04 Feb AUDIENCE REVIEW | Thur 4 Feb
The following review took place on Thursday the Fourth of February, 2016 during an audience of BABY by Doppelgangster. Co-produced by MKA | Theatre of New Writing. Presented in association with VAULT Festival.
It seems to me that the duty and desires of the audience are the greatest conflict in any spectatorial event. So it is, that we find them crammed into the front two rows at their first entry into the space, and then witness them magnanimously moving back to the third and indeed fourth rows when requested.
The ladies from Plunge Theatre certainly turn in a good observation in the second row, demonstrating a genuinely sensitive approach to their material. There is none of the clutching at pearls, meek whimpering, or stern glances and tut-tutting, that so often accompany a viewing such as this.

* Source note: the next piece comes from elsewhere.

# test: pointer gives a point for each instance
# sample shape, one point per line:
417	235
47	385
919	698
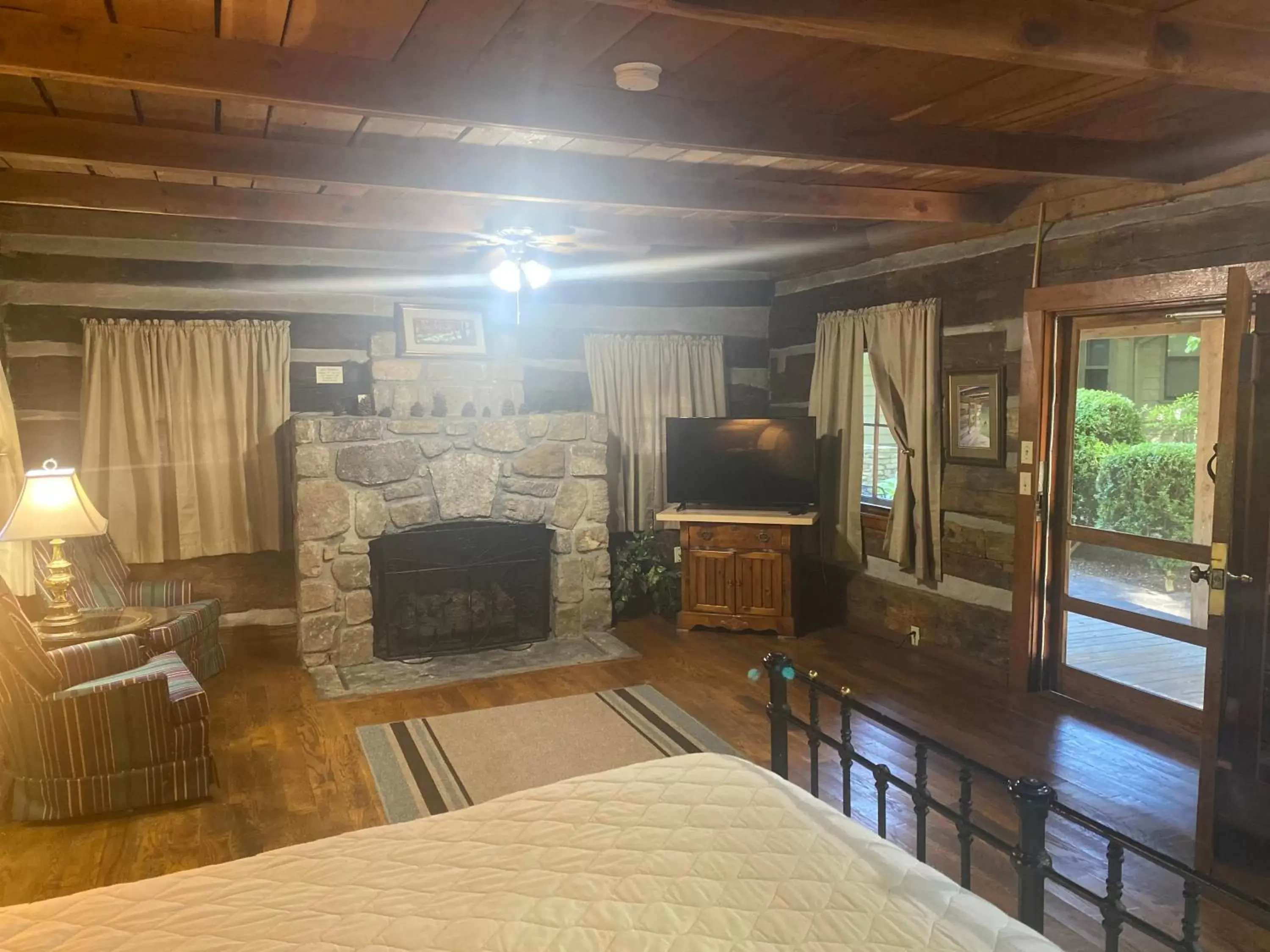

Nice to see Paul Beer, and his wife too. We’ve never noticed Paul in an audience before but he certainly holds his own, and has us wondering where he’s been until now. His wife is a gifted onlooker, in what is an unexpected and delightful debut. Great work, and the pair really hold things together in the final stages.
The guy in the deep red jumper reminds us of the little girl in Schindler’s List. He displays good smiling technique and appears genuinely worried when Tom begins to hug the audience. Truly at the height of his powers; a searing self-portrait from a magnificent spectator.
A couple of ladies at the back are just super, giving and giving and giving again. Like real life givers. The sort of magnetic peripheral viewing that revolves, satellite like, and then swoops down – a full moon – bathing in the illumination.
The man who gave a performer permission to sit on his lap and then expressed unique, interesting, and extreme discomfort, has trouble finding a connection with the moment, but the feeling from the cast and crew is one of sympathy rather than condemnation.
Is there a more potent symbol for the drama than the looking that takes place? It can only be said that this audience did indeed ‘look on’ for most the theatrical presentation. Breaks in their looking only served to emphasise their commitment to paying attention. I wouldn’t call them the best new audience of the year, but the devastating drama behind their work hints at hidden depths beneath the wild and rapid fire glancing.